CS 6210 Advanced Operating Systems
Homework 2
Due Date: Thursday, April 12, 2001

 
  1. The xFS file system utilizes a number of techniques to build a scalable and fast distributed file system. These include cooperative caching, scalable consistency, log structured writes and RAID. Consider the following scenario in  xFS. A client C's cache is currently full and contains blocks that only exist in this client's memory. C experiences a cache miss and the block needed by it is available in the memory of a single remote client.
    1. Describe the data structures that are accessed by C and other nodes that may be contacted during the processing of its request. Explain how these data structures are maintained.
    2. Describe the messages that are exchanged between nodes to satisfy C's request for the block when it experiences a cache miss.
    3. Discuss the scenarios under which the response time experienced by C is shortest and longest?
    4. Will your answers change if the block for which C experiences the miss is available in multiple client memories? Explain.

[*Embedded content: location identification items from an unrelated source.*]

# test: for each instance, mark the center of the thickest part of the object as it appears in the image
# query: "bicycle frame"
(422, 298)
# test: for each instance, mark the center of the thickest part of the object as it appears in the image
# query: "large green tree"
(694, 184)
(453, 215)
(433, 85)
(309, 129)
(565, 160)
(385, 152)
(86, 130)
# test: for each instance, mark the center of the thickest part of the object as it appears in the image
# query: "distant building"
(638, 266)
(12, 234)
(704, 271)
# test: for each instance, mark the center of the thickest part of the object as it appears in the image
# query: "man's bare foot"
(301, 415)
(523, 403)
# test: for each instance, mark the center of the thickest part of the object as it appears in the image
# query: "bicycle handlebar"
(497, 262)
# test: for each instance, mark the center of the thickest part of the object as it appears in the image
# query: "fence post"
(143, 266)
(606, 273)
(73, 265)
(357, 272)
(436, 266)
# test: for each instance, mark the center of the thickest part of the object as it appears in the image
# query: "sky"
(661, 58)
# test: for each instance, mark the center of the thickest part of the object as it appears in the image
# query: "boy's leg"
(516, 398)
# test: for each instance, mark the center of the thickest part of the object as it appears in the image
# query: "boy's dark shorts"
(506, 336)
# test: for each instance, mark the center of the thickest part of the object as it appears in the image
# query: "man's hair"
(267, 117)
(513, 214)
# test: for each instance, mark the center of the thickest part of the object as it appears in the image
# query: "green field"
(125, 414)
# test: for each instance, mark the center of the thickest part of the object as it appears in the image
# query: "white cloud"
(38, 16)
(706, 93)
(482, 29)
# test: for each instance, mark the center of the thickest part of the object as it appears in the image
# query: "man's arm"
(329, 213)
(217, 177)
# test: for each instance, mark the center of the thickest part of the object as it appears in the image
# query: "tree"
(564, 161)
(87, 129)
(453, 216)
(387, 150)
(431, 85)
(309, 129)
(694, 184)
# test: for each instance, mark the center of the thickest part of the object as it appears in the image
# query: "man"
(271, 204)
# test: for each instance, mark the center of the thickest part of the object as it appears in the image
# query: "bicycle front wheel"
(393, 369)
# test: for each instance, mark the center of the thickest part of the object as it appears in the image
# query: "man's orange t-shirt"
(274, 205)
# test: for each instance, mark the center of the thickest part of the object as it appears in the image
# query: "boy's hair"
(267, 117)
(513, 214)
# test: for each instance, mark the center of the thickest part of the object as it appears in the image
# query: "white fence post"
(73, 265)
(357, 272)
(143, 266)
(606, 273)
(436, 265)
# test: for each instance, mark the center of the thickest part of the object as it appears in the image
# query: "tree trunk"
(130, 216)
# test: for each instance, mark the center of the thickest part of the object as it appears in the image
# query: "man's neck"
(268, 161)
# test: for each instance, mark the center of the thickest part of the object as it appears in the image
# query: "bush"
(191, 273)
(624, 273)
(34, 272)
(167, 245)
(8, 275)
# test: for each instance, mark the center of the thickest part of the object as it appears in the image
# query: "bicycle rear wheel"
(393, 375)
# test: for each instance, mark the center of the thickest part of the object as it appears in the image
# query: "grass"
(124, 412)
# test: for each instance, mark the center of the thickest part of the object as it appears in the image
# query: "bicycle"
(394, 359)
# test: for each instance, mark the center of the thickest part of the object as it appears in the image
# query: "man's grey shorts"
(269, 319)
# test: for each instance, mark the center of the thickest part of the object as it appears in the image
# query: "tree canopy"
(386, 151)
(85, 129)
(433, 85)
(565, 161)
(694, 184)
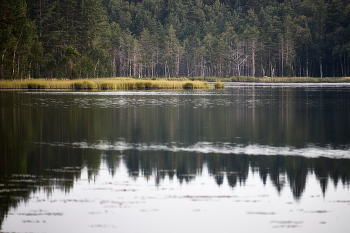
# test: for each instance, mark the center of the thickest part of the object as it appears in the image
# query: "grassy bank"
(103, 84)
(274, 80)
(286, 80)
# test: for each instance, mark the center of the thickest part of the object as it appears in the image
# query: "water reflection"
(282, 134)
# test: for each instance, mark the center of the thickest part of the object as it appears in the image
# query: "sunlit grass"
(291, 79)
(101, 84)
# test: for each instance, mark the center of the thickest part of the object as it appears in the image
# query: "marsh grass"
(219, 85)
(290, 80)
(101, 84)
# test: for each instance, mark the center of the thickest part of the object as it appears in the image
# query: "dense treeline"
(147, 38)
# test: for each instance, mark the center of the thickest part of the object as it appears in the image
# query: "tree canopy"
(148, 38)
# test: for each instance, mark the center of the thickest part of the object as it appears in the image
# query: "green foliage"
(158, 38)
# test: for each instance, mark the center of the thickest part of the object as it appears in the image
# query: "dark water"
(168, 161)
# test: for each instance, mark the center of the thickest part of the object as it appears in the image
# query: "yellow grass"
(101, 84)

  2. Distributed shared memory provides strong consistency which is not needed for many applications. For example, dynamic content on the Web can be cached (e.g., CNN home page which is frequently updated).  If a page containing dynamic information is cached, a time-to-live (TTL) field can be associated with it. A client cache refresh the page when its TTL expires. This approach, which differs from the invalidation based approach of DSM, could allow clients to access stale data but requires no synchronous invalidations. Consider a web server that services m clients between consecutive updates to the data in the page. These clients perform a total of n reads of this data (assume n >> m). Furthermore, assume that the TTL expiration time is 1/k of the average time between updates to the page. Is it possible to compute the average number of messages in this system for the invalidation based protocol that provides strong consistency, and the TTL based scheme? If yes, how do the message costs compare? If stale data can be tolerated, the TTL time may be greater than the time between updates. In this case, how will the message costs compare? Explain your answer.
  3. The continuity constrain that we discussed in class for multimedia systems only considered the time that is required to switch streams and move data from disk to the buffers that are accessed by the recording/displaying device.  If the device is attached to a remote node, the data has to be transferred over the network and processed by the CPU before it can be accessed by the device. Develop a model that allows you to derive a continuity constraint that accounts for the disk, network and CPU resources that are utilized by the multimedia application. Feel free to make simplifying assumptions when necessary.
  4. We discussed a network packet scheduler that schedules packets based on their expected delay (e.g., packet with minimum value for delay is scheduled next). The paper states that this algorithm is also called a time-stamp based scheme. Explain why scheduling based on time-stamp of packet arrival is equivalent to this algorithm.
  5. The Internal Revenue Service (IRS) is encouraging people to file their taxes over the Internet. Assume a client-server architecture where tax filers are clients and the requests are handled by the IRS server. Clearly, the server needs to be scalable as it must handle a large number of requests around April 15. You have been asked to design such a server. It should be possible to increase the capacity of the server as demand for its services increases. Also, the server must be highly available and should reliably maintain information about tax returns. Develop a cluster based architecture to implement the IRS server. You should decompose the service functionality and discuss where it can be executed in the cluster. You should also address availability, load balancing and data integrity issues. Discuss the strengths and weaknesses of your design.